Everyone has a movie that they watch every time it’s on, and I’m no exception. While flipping through the channels yesterday, I came across one of mine, the romantic comedy “Love Actually.” If you haven’t seen it, it takes place in London during the holidays and follows the lives of eight very different couples dealing with their love lives in various loosely and interrelated tales.
Bill Nighy plays an apathetic, seemingly somewhat addled, aging pop star named Billy Mack who is trying to come up with a hit. He does a remake of The Troggs’ “Love is All Around Us” for the holiday season called “Christmas is All Around Us.”
In order to regain his status as a pop star, Billy’s song has to overtake the holiday single from a boy band called Blue. What he does is part calculated risk, part mad genius, and all marketing.

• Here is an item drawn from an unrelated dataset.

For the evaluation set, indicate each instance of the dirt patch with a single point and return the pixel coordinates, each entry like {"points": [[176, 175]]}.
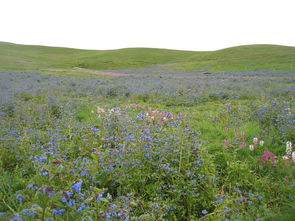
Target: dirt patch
{"points": [[87, 71]]}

Mack and his manager embark on a whirlwind marketing tour to promote their song. He makes a video, a tribute to Robert Palmer’s “Addicted to Love,” complete with a group of scantily-clad Mrs. Clauses playing the part of his backup band. In order to achieve his goal, Billy has to promote the single on Top-40 radio and TV shows.
Then, as he’s going through all of the interviews and appearances associated with being relevant on today’s music scene, he does something really weird.

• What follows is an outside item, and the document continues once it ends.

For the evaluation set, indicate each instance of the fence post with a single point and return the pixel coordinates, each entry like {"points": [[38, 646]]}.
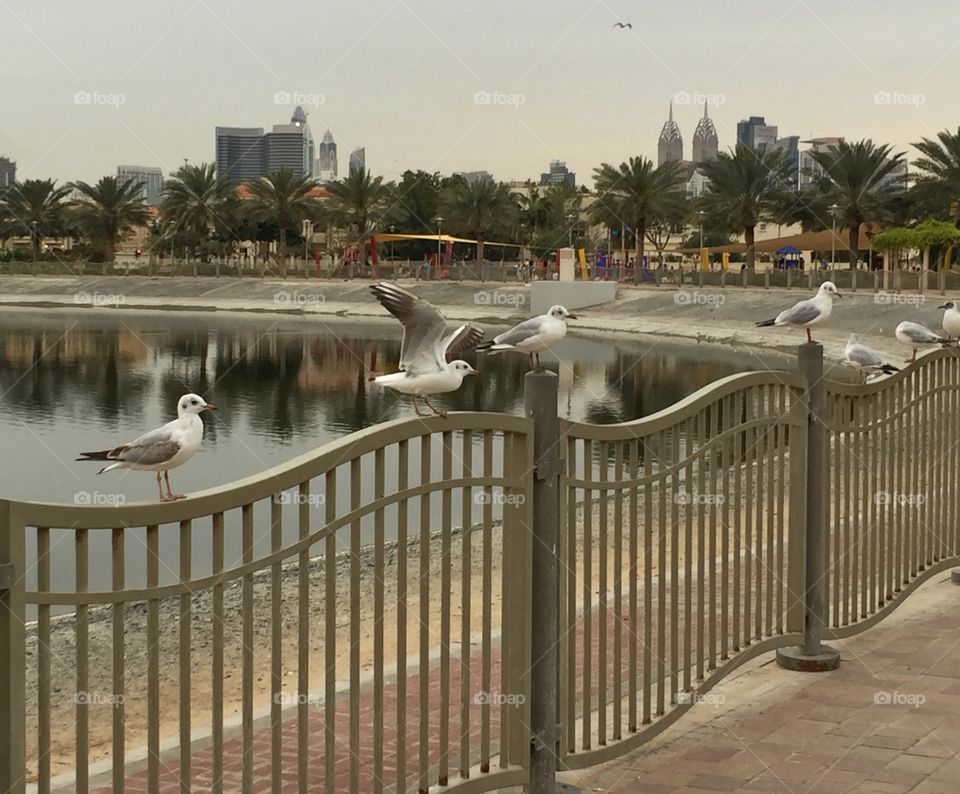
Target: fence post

He is himself. By relating his past experiences in the business, doing a couple of hilarious and memorable things on live TV, and promising to sing the song naked on Christmas Eve if it reaches Number One, Billy gains notoriety once again. His single overtakes Blue, he’s invited to parties at Elton John’s and he is once again on top.

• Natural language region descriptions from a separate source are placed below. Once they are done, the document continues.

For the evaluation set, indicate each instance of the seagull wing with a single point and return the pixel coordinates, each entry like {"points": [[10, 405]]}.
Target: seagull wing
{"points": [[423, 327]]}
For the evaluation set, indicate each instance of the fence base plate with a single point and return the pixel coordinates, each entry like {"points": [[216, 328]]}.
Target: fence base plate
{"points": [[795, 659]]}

What does this have to do with real estate marketing?
Billy has the older audience in his pocket, but he and his manager realize they have to cultivate a new audience. The nostalgia crowd is good for a few sales, but the younger audience buys more and will for years to come if they can appeal to them.
He draws upon his experiences of being in the business to a new generation of listeners. The younger crowd doesn’t know about Billy in his heyday. So he recreates it with a couple of well-timed events to get people talking.
Finally, by stepping outside his comfort zone and trying something new, Billy learns quickly to relate to the younger audience. But in the long run, he’s still just the same outrageous Billy Mack he always was.
Remember the old adage: If you do what you’ve always done, you’ll get what you’ve always gotten.
It’s easy to do the same things we’ve done to market real estate, but that’s not going to resonate with buyers in their mid- to late-20s. Marketing to a younger crowd can be difficult and uncomfortable. We’re not advocating that you go crazy like Billy. The secret is to be where they are: local entertainment publications, Internet and social media are just a few places where you should make inroads to cultivating a new audience.